Let $$A={(x,y) \in R\times R : |x+y|\geq 3}$$ and $$B={(x,y) \in R\times R : |x|+|y|\leq 3}$$. If $$C={(x,y) \in A ∩ B : x=0$$ or $$y=0},then \sum_{(x,y)\in C}^{}|x+y|$$ is :

We need to find the points in $$A \cap B$$ where x=0 or y=0, and then compute $$\sum |x+y|$$ for those points.

The sets are defined by $$A = \{(x,y) \in \mathbb{R} \times \mathbb{R} : |x+y| \geq 3\}$$, $$B = \{(x,y) \in \mathbb{R} \times \mathbb{R} : |x|+|y| \leq 3\}$$, and we consider $$C = \{(x,y) \in A \cap B : x = 0 \text{ or } y = 0\}$$.

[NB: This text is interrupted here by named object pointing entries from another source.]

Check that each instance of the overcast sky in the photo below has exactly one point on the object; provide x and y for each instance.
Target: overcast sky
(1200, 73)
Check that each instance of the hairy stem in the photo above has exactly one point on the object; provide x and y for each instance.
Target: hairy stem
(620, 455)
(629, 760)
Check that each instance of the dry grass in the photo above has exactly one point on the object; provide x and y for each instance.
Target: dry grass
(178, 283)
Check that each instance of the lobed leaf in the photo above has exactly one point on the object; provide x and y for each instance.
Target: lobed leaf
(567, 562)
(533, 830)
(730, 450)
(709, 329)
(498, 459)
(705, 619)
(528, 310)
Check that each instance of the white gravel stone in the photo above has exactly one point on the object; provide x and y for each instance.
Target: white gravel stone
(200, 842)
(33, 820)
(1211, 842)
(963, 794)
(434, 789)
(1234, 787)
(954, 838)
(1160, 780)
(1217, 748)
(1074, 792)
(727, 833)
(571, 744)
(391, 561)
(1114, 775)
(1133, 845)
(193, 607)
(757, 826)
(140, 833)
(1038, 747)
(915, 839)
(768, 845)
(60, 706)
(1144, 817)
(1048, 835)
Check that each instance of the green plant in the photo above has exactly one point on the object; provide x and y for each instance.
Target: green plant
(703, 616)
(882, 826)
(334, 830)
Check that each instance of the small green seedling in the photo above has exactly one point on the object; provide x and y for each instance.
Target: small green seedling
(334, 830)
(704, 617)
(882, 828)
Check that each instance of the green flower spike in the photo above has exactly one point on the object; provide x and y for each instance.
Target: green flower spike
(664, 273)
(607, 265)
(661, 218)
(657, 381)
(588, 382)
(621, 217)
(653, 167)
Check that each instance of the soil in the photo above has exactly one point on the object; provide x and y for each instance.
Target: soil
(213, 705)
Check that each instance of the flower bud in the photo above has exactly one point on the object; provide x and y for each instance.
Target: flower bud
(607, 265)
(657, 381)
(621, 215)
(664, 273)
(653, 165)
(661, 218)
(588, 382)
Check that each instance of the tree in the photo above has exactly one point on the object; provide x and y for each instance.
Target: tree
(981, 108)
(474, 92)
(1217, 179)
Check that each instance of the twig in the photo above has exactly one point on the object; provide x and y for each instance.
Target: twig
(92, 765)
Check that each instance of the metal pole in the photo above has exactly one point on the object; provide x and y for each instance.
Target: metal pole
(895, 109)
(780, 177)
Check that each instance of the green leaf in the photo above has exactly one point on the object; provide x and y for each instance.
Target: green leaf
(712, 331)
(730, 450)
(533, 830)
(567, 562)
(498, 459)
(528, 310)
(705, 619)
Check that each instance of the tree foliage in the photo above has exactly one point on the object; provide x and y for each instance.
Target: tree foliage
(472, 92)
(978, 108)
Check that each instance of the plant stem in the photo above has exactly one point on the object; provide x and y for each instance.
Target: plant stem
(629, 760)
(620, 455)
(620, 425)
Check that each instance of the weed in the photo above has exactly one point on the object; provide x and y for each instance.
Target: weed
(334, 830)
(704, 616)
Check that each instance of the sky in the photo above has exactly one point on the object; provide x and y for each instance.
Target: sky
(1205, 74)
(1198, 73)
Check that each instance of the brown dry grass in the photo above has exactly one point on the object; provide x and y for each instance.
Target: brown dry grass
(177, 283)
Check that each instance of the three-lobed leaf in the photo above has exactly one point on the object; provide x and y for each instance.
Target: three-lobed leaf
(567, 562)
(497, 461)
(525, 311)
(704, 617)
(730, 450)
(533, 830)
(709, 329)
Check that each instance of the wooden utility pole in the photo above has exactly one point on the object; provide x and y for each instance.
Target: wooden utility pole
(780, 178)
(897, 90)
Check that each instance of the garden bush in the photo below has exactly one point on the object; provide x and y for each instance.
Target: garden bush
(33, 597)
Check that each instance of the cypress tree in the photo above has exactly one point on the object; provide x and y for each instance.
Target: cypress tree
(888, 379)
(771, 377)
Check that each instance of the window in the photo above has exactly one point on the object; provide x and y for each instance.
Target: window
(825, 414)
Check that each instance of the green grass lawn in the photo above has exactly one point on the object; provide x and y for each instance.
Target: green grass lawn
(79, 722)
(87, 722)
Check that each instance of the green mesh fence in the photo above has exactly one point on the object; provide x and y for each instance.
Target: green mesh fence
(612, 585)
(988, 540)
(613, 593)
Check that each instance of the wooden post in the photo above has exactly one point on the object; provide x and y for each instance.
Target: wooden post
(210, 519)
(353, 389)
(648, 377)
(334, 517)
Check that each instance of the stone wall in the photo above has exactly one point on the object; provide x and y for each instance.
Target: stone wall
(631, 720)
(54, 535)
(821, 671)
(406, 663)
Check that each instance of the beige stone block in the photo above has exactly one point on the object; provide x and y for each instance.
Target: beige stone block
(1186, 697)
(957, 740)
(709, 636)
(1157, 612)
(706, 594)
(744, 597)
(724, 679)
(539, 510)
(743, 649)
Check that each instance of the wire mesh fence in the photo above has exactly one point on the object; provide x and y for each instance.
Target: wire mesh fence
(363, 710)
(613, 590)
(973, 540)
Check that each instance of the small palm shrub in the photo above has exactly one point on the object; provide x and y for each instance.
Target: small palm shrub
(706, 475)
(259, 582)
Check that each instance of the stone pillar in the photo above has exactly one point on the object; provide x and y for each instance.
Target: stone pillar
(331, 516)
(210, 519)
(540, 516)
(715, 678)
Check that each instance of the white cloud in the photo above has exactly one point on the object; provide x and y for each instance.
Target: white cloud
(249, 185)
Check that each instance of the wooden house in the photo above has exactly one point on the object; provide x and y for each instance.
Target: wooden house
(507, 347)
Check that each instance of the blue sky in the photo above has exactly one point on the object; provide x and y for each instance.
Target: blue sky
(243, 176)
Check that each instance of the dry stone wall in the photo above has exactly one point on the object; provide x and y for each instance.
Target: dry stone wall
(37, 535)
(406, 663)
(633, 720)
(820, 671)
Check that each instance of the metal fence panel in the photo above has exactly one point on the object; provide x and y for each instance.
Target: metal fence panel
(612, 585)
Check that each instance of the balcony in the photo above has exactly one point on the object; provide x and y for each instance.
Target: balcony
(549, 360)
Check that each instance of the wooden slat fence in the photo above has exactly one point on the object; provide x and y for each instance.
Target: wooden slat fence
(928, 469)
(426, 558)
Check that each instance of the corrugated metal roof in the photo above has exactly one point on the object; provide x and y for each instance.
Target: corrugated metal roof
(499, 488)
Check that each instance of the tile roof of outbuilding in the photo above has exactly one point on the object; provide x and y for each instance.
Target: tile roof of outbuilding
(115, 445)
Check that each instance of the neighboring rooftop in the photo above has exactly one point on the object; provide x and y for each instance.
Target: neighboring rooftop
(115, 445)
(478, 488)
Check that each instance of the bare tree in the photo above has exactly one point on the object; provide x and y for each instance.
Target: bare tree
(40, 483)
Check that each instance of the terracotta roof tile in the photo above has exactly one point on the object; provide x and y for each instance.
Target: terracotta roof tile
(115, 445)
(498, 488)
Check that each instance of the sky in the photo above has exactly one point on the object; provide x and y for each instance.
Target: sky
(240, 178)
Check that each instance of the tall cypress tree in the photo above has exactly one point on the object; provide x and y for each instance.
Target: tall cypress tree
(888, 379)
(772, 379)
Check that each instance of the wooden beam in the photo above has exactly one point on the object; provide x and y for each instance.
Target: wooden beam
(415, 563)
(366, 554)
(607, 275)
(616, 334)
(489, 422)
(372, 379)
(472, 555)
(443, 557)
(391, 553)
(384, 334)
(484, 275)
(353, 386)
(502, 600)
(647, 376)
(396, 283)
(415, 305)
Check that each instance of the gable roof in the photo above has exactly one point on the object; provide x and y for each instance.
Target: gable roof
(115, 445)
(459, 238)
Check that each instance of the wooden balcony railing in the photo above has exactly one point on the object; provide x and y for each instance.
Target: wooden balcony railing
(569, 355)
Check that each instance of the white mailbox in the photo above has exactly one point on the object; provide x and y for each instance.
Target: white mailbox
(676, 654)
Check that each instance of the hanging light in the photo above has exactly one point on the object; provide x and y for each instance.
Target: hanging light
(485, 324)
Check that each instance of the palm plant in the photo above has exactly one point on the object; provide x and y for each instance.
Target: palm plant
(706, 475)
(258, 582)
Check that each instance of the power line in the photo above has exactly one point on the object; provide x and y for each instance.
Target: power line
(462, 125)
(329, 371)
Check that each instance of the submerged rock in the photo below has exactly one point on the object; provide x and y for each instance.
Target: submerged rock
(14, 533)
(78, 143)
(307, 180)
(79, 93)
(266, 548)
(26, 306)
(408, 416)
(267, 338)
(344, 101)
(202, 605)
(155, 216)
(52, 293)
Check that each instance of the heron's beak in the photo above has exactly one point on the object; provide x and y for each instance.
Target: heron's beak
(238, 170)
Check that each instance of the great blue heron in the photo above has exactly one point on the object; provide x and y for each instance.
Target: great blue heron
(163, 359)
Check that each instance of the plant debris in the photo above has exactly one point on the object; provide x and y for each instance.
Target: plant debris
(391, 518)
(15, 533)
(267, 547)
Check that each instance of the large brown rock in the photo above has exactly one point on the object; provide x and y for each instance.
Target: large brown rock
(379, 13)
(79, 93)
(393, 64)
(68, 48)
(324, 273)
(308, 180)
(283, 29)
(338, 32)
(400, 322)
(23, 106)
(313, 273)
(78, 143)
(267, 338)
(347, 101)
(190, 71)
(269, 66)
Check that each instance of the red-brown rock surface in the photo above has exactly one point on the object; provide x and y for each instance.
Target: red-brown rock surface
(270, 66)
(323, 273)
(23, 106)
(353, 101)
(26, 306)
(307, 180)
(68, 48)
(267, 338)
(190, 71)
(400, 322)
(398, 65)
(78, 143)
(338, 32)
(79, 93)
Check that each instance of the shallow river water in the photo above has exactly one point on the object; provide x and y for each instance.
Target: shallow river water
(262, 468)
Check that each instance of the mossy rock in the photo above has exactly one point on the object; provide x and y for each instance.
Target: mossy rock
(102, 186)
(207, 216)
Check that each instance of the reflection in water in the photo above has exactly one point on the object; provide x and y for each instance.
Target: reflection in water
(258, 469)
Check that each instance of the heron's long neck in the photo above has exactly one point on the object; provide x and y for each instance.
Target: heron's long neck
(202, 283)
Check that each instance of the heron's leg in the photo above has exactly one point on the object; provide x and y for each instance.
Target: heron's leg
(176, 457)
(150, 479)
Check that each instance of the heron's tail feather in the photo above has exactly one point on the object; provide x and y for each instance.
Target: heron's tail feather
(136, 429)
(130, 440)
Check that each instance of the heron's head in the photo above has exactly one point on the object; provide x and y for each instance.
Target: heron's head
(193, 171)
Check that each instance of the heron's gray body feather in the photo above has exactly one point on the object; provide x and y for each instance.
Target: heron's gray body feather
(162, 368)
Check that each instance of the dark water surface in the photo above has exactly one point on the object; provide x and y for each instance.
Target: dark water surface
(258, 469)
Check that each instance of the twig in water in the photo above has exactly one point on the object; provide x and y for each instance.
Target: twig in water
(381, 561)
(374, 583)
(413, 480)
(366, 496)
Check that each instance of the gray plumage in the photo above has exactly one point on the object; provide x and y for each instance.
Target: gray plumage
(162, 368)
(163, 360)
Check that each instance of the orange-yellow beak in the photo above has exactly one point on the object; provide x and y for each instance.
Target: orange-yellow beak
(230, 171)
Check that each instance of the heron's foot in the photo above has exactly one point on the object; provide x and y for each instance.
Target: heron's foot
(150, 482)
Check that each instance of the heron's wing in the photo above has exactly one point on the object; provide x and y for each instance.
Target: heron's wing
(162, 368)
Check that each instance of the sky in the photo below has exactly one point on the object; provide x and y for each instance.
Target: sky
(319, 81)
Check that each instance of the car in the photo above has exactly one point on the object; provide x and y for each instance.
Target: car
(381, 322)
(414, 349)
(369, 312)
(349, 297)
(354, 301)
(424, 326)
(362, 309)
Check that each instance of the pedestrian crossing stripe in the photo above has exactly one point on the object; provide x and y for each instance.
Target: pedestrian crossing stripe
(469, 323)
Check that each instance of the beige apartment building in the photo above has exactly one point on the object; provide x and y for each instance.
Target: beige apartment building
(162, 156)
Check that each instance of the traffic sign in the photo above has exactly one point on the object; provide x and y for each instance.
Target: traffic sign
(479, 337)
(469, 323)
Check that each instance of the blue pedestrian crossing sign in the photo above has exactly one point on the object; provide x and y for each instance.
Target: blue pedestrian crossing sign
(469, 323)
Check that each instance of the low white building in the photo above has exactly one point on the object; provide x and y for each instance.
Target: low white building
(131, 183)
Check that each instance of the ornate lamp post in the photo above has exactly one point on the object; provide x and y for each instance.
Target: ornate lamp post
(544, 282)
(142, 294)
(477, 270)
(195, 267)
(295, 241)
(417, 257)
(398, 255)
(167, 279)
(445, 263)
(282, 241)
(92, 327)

If x=0, then from A we have $$|y| \geq 3$$ and from B we have $$|y| \leq 3$$, which together imply $$|y| = 3$$, so y=3 or y=-3, giving the points $$(0,3)$$ and $$(0,-3)$$.

If y=0, then from A we have $$|x| \geq 3$$ and from B we have $$|x| \leq 3$$, which together imply $$|x| = 3$$, so x=3 or x=-3, giving the points $$(3,0)$$ and $$(-3,0)$$.

Thus $$C = \{(0,3), (0,-3), (3,0), (-3,0)\}$$.

It follows that $$\sum_{(x,y) \in C} |x+y| = |0+3| + |0-3| + |3+0| + |-3+0| = 3 + 3 + 3 + 3 = 12.$$

The correct answer is Option 4: 12.